In ambito comunitario, la regolamentazione della sigaretta elettronica ha dato luogo ad un serrato dibattito, che ha visto scendere in campo anche le Lobbies sostenute dai produttori di e-cig.
Ben si comprendono, infatti, i rilevanti interessi economici in gioco, sol che si pensi ai grandi investimenti effettuati per l’apertura di esercizi commerciali destinati alla vendita di questi dispositivi.
Con la direttiva 2014/40, che ha sostituito la direttiva (2001/37/CE), sono state stabilite nuove norme relative alla lavorazione, presentazione e vendita dei prodotti del tabacco e dei prodotti correlati.

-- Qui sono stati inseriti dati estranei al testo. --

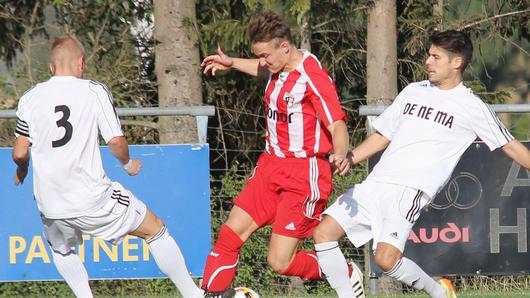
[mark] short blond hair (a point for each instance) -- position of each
(65, 49)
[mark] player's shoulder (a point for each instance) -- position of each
(100, 88)
(97, 85)
(425, 84)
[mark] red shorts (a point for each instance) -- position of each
(289, 193)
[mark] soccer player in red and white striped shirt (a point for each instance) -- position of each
(292, 181)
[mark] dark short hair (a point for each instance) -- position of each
(455, 42)
(267, 26)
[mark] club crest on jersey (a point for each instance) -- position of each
(289, 99)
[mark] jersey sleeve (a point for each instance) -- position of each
(488, 126)
(388, 121)
(108, 122)
(325, 100)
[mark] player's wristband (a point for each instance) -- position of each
(128, 165)
(350, 157)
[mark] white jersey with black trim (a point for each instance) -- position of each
(429, 129)
(62, 118)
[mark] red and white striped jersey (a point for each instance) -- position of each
(299, 105)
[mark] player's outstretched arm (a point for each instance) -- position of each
(518, 152)
(373, 144)
(21, 158)
(120, 149)
(221, 61)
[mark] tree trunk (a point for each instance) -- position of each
(381, 76)
(381, 60)
(177, 67)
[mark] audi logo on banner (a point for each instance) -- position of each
(463, 192)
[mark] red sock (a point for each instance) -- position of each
(305, 266)
(221, 264)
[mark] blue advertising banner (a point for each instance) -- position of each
(174, 183)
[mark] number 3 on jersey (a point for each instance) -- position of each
(63, 122)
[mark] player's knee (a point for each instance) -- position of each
(276, 264)
(327, 231)
(320, 235)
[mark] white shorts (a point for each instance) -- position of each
(384, 212)
(121, 215)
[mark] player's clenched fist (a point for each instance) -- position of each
(340, 164)
(213, 63)
(133, 167)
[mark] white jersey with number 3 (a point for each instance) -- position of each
(62, 118)
(429, 129)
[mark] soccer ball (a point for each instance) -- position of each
(242, 292)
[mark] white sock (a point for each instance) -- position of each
(335, 268)
(74, 273)
(170, 261)
(411, 274)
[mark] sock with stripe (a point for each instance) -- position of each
(74, 273)
(409, 273)
(335, 268)
(305, 266)
(221, 264)
(171, 262)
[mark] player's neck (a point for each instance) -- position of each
(449, 83)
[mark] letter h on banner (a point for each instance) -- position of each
(496, 230)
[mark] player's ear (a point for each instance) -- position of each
(457, 62)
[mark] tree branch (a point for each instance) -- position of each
(492, 18)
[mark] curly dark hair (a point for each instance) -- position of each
(267, 26)
(455, 42)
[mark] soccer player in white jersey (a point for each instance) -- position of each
(292, 181)
(60, 119)
(425, 132)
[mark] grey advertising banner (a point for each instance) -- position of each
(479, 223)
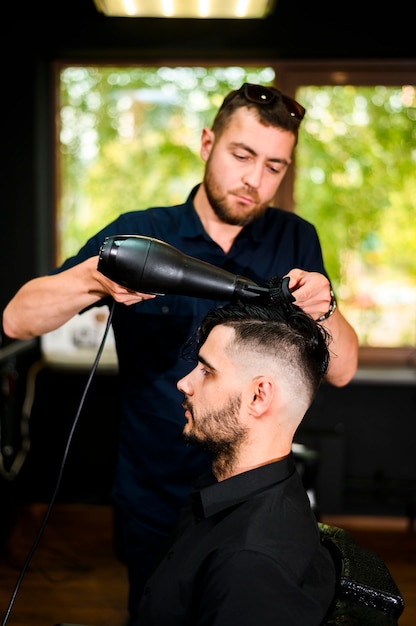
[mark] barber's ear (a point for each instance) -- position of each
(207, 141)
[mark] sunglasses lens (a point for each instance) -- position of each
(266, 95)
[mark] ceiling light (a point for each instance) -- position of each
(186, 8)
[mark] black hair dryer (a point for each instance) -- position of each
(152, 266)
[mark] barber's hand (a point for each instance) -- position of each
(106, 287)
(311, 290)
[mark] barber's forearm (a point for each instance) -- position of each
(44, 304)
(343, 349)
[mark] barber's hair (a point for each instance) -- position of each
(273, 114)
(276, 328)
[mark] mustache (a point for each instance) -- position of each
(244, 191)
(186, 404)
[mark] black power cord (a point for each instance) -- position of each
(58, 482)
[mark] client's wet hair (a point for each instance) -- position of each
(274, 325)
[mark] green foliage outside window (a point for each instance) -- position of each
(355, 180)
(129, 139)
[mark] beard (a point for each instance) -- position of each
(218, 433)
(218, 201)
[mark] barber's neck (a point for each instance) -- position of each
(224, 467)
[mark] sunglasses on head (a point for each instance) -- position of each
(266, 95)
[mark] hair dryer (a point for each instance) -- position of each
(155, 267)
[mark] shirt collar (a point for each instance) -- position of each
(210, 499)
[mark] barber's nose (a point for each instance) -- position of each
(253, 175)
(184, 385)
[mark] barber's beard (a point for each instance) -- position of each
(218, 201)
(219, 433)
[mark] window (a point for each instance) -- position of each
(129, 139)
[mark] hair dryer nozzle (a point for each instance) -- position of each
(152, 266)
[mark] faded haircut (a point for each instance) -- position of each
(272, 325)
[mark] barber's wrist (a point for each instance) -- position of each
(332, 307)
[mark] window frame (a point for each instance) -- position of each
(293, 74)
(290, 75)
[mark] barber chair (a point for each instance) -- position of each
(366, 594)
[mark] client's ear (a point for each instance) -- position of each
(263, 390)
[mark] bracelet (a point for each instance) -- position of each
(332, 307)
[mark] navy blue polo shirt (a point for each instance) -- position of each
(247, 552)
(155, 466)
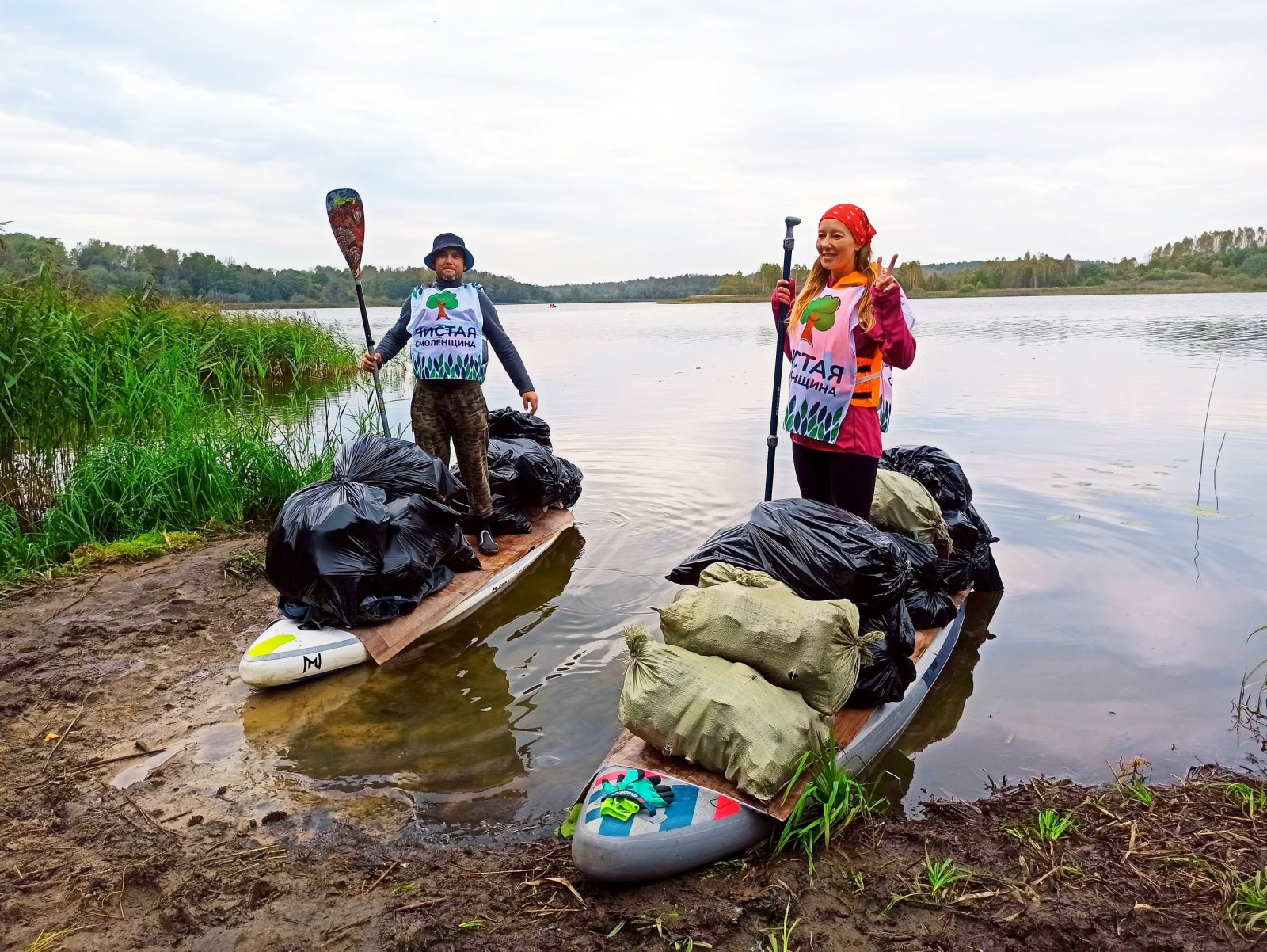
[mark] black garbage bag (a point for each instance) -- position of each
(424, 546)
(326, 546)
(398, 466)
(891, 669)
(507, 519)
(929, 607)
(525, 474)
(926, 601)
(934, 470)
(965, 533)
(515, 422)
(986, 577)
(355, 558)
(817, 550)
(544, 479)
(972, 563)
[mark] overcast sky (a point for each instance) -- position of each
(599, 141)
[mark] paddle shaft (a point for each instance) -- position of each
(369, 346)
(772, 441)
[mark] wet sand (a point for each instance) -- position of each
(202, 842)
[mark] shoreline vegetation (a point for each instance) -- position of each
(219, 852)
(139, 417)
(1233, 260)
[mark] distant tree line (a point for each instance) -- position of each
(1235, 257)
(105, 268)
(1232, 259)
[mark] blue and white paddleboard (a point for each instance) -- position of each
(701, 825)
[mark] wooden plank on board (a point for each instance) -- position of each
(384, 642)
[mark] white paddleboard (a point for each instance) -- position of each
(287, 653)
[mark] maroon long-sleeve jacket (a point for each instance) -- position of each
(859, 432)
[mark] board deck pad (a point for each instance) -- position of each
(386, 641)
(630, 751)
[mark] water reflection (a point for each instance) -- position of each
(941, 713)
(436, 720)
(1080, 424)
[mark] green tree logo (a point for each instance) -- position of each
(441, 301)
(819, 314)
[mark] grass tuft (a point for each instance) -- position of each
(933, 882)
(781, 939)
(1252, 802)
(1049, 827)
(1247, 914)
(830, 802)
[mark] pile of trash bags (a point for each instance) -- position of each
(523, 473)
(386, 530)
(971, 563)
(802, 610)
(373, 540)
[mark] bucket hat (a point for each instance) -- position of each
(449, 241)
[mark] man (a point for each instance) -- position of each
(449, 326)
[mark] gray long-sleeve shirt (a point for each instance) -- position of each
(494, 333)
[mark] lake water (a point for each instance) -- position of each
(1079, 420)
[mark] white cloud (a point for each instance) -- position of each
(595, 141)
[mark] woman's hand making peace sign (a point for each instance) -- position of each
(885, 278)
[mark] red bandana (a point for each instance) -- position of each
(854, 219)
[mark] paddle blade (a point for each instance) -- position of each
(348, 219)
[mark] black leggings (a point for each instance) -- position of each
(843, 479)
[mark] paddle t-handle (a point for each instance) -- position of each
(346, 215)
(772, 441)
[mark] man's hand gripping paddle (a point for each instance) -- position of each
(348, 219)
(772, 441)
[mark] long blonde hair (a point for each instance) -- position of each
(819, 280)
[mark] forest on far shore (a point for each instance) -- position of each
(1227, 260)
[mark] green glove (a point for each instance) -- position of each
(620, 808)
(637, 785)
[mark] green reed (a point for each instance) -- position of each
(127, 417)
(74, 367)
(124, 487)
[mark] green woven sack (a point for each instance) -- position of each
(721, 715)
(811, 648)
(901, 505)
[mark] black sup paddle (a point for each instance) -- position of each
(348, 219)
(773, 439)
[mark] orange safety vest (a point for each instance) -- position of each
(867, 383)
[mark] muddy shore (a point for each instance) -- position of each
(135, 815)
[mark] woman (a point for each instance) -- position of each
(846, 329)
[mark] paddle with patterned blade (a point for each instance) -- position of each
(348, 219)
(772, 441)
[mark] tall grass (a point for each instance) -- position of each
(73, 367)
(830, 802)
(127, 417)
(124, 487)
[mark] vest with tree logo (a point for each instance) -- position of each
(447, 329)
(824, 361)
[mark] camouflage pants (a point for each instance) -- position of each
(443, 409)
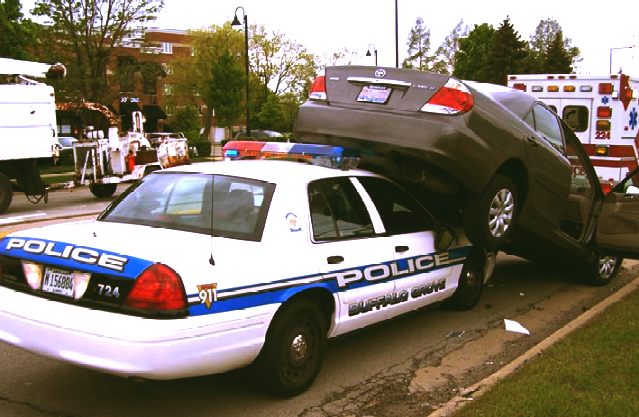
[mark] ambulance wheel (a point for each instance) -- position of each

Questi comprendono le sigarette, il tabacco da arrotolare, il tabacco da pipa, i sigari, i sigaretti, il tabacco non da fumo, le sigarette elettroniche e i prodotti da fumo a base di erbe.
L’atto comunitario si preoccupa innanzitutto di dare una definizione di e-cig. Con questo termine, infatti, si “indica un prodotto utilizzabile per il consumo di vapore contenente nicotina tramite un bocchino o qualsiasi componente di tale prodotto, compresi una cartuccia, un serbatoio e il dispositivo privo di cartuccia o di serbatoio. Le sigarette elettroniche possono essere usa e getta o ricaricabili mediante un contenitore di ricarica o un serbatoio oppure ricaricabili con cartucce monouso”.
Sono poi previsti specifici  obblighi di informazione a carico dei produttori, in tal modo proiettando anche in questo ambito il principio della maggior tutela del consumatore, che ispira le politiche comunitarie consumeristiche.
In questo quadro vanno letti gli obblighi di inserimento in ogni confezione del foglio illustrativo (bugiardino) ove fornire all’acquirente tutte le informazioni salienti sul prodotto.
Se la normativa appare stringente per quanto riguarda le e-cig contenenti nicotina, dato l’accomunamento di regime rispetto a tutti i prodotti derivati dal tabacco, la disciplina comunitaria non trova applicazione, invece, per le sigarette elettroniche c.d. “medicinali” (assoggettate alla direttiva 2001/83/CE) o per quelle che si qualificano come presidi medici (sottoposte alla direttiva 93/42/CEE).
Tra gli obiettivi della direttiva vi è pure quello di incidere profondamente sulla pubblicità della sigaretta elettronica, soprattutto transfrontaliera e on line.
Anche qui il livellamento sulla disciplina delle sigarette tradizionali (e, comunque, dei derivati dal tabacco) è evidente.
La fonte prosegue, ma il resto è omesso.